Exercise of any sort has generally been shown to improve daytime sleepiness. This is true for just about every population that has been studied, from healthy teens who took up running to inactive people who began pilates. In understanding how exercise can result in such a positive effect on sleepiness, it’s helpful to take a look at the most common causes of sleepiness.
Among the most frequent causes of sleepiness and fatigue in the population are depression, obesity, diabetes, smoking, and inadequate sleep at night. Exercise helps with the first three of these. For example, physical activity has been shown to help depression in some studies.
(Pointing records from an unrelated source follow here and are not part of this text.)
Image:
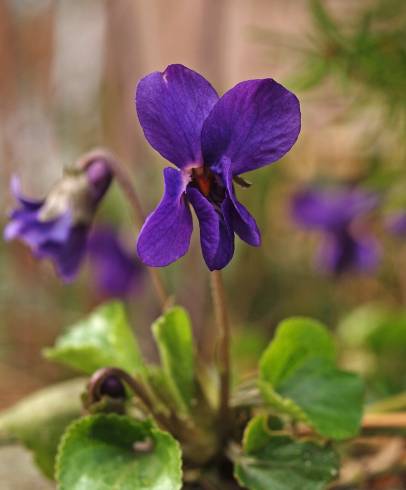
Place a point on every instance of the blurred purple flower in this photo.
(396, 224)
(57, 227)
(336, 212)
(212, 141)
(116, 271)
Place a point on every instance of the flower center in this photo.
(209, 184)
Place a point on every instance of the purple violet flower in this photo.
(57, 227)
(337, 213)
(396, 224)
(211, 141)
(117, 272)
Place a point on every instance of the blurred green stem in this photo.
(391, 404)
(124, 181)
(220, 310)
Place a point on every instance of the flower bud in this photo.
(57, 227)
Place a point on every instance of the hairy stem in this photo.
(220, 310)
(135, 385)
(124, 181)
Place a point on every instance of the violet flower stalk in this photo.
(211, 141)
(117, 272)
(338, 213)
(57, 227)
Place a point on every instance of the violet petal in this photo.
(172, 107)
(165, 235)
(216, 235)
(253, 124)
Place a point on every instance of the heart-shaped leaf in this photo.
(278, 462)
(298, 376)
(173, 334)
(102, 452)
(102, 339)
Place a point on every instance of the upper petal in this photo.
(172, 107)
(253, 124)
(241, 220)
(165, 235)
(216, 234)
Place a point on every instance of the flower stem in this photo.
(220, 310)
(124, 181)
(136, 386)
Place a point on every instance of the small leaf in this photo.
(297, 339)
(173, 335)
(39, 420)
(298, 376)
(102, 452)
(103, 339)
(278, 462)
(331, 399)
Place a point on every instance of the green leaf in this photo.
(173, 335)
(278, 462)
(102, 452)
(298, 376)
(39, 420)
(297, 339)
(331, 399)
(103, 339)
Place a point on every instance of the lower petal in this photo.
(242, 222)
(216, 235)
(165, 236)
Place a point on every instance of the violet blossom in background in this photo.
(211, 141)
(338, 214)
(57, 227)
(117, 272)
(395, 223)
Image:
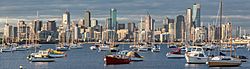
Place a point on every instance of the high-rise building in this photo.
(211, 32)
(15, 34)
(188, 23)
(121, 26)
(44, 27)
(165, 24)
(238, 32)
(179, 27)
(37, 25)
(7, 31)
(22, 30)
(94, 23)
(171, 31)
(87, 19)
(51, 26)
(108, 24)
(196, 14)
(66, 20)
(149, 28)
(66, 25)
(131, 27)
(113, 16)
(113, 30)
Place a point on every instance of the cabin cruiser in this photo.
(172, 46)
(156, 48)
(104, 48)
(41, 56)
(134, 56)
(175, 53)
(196, 55)
(75, 46)
(224, 61)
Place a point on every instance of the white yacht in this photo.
(224, 61)
(196, 55)
(175, 54)
(156, 48)
(104, 48)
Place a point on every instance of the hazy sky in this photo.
(236, 11)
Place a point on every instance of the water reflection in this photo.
(41, 65)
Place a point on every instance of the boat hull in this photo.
(196, 60)
(169, 55)
(41, 60)
(223, 64)
(57, 55)
(112, 60)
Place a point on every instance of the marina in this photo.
(93, 59)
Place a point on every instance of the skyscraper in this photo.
(37, 25)
(113, 16)
(149, 28)
(131, 27)
(179, 27)
(165, 24)
(238, 32)
(94, 23)
(51, 26)
(7, 31)
(66, 24)
(196, 14)
(121, 26)
(87, 18)
(188, 23)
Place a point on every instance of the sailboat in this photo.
(224, 61)
(62, 46)
(72, 44)
(196, 55)
(40, 56)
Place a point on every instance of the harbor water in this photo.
(92, 59)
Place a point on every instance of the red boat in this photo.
(116, 59)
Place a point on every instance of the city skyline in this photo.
(158, 10)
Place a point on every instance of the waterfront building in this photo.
(44, 27)
(211, 32)
(171, 31)
(179, 27)
(225, 31)
(37, 25)
(121, 26)
(238, 32)
(148, 27)
(200, 34)
(122, 33)
(94, 23)
(113, 16)
(165, 24)
(131, 30)
(66, 24)
(189, 23)
(51, 25)
(15, 34)
(196, 14)
(22, 30)
(87, 19)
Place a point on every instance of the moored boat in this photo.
(116, 59)
(156, 48)
(176, 53)
(196, 56)
(224, 61)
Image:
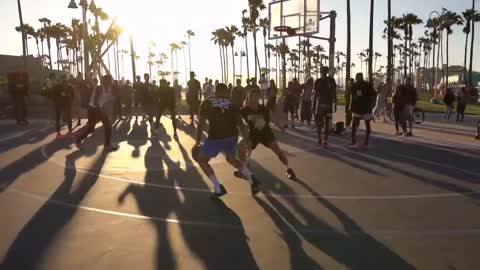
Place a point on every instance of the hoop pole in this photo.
(331, 57)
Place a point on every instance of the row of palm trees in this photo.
(68, 42)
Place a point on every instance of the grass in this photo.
(427, 106)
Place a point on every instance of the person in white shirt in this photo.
(263, 82)
(96, 112)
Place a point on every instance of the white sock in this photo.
(247, 174)
(216, 183)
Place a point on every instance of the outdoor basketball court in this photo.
(402, 204)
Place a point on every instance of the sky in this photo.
(165, 22)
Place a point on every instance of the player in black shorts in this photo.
(325, 103)
(224, 122)
(166, 100)
(258, 118)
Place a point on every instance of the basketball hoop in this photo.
(289, 30)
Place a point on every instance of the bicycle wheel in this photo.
(418, 116)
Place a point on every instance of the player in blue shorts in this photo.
(224, 122)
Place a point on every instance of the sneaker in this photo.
(222, 192)
(110, 148)
(78, 144)
(256, 186)
(291, 174)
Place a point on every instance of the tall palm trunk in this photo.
(349, 43)
(472, 42)
(465, 59)
(233, 63)
(370, 54)
(221, 60)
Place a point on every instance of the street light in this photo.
(86, 56)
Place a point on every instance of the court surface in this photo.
(405, 203)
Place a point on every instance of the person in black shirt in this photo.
(166, 100)
(224, 121)
(258, 118)
(325, 103)
(362, 101)
(194, 95)
(63, 99)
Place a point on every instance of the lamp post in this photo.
(86, 56)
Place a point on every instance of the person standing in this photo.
(380, 110)
(362, 101)
(238, 95)
(411, 102)
(178, 97)
(63, 100)
(306, 104)
(166, 97)
(194, 95)
(224, 122)
(348, 94)
(461, 103)
(258, 118)
(325, 104)
(96, 113)
(448, 99)
(19, 87)
(263, 82)
(272, 96)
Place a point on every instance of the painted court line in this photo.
(246, 194)
(291, 228)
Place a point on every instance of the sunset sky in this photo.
(165, 22)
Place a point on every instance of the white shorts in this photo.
(366, 117)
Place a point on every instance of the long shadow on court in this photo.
(214, 246)
(400, 157)
(32, 243)
(354, 248)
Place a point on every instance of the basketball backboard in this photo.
(303, 16)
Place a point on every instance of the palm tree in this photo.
(246, 26)
(46, 23)
(190, 34)
(349, 43)
(255, 6)
(217, 40)
(470, 16)
(449, 18)
(472, 42)
(231, 35)
(370, 46)
(265, 24)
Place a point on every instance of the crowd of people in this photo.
(228, 109)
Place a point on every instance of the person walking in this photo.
(448, 99)
(272, 96)
(19, 87)
(325, 104)
(194, 95)
(306, 104)
(96, 113)
(166, 97)
(362, 100)
(63, 99)
(238, 95)
(224, 122)
(258, 118)
(380, 110)
(411, 102)
(462, 96)
(178, 98)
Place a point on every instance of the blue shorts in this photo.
(212, 148)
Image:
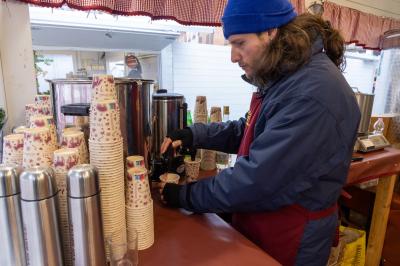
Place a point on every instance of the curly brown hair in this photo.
(292, 47)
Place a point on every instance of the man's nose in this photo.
(235, 57)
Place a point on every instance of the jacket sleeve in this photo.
(299, 144)
(223, 136)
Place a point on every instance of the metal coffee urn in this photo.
(84, 211)
(40, 219)
(169, 112)
(11, 234)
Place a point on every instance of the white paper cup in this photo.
(170, 178)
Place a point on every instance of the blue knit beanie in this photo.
(254, 16)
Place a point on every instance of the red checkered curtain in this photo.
(186, 12)
(358, 27)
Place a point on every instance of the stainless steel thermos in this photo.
(84, 210)
(12, 251)
(40, 220)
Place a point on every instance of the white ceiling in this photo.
(56, 37)
(69, 29)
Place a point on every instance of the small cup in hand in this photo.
(170, 178)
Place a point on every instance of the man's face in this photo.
(246, 49)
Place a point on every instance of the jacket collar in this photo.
(316, 48)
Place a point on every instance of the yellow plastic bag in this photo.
(351, 248)
(354, 248)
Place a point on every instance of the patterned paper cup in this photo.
(13, 147)
(42, 99)
(30, 110)
(200, 106)
(38, 139)
(170, 178)
(215, 114)
(65, 159)
(103, 87)
(42, 109)
(192, 169)
(134, 161)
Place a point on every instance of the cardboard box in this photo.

Physical activity is also an important part of most effective weight loss programs. Working out may also help with glucose control in diabetes. So part of the beneficial effect of exercise on sleepiness may result from its positive effects on some of the common causes of sleepiness.
Another part of the story is that many conditions associated with sleepiness (including obesity, diabetes, short sleep duration and even sleep apnea) are associated with increased levels of substances known as inflammatory markers. (There are many of these, including C-reactive protein, tissue necrosis factors, and interleukins). These substances circulate in the blood and may cause sleepiness. Exercise has been shown to reduce levels of these agents, which may explain part of its effect on sleepiness. (By the way, these inflammatory markers are also associated with cardiovascular disease; part of the mechanism by which exercise reduces the risk of heart disease may be by reducing the circulating levels of inflammatory markers).
We probably don’t know the whole story yet, but what we do know is compelling: exercise can help with excessive sleepiness.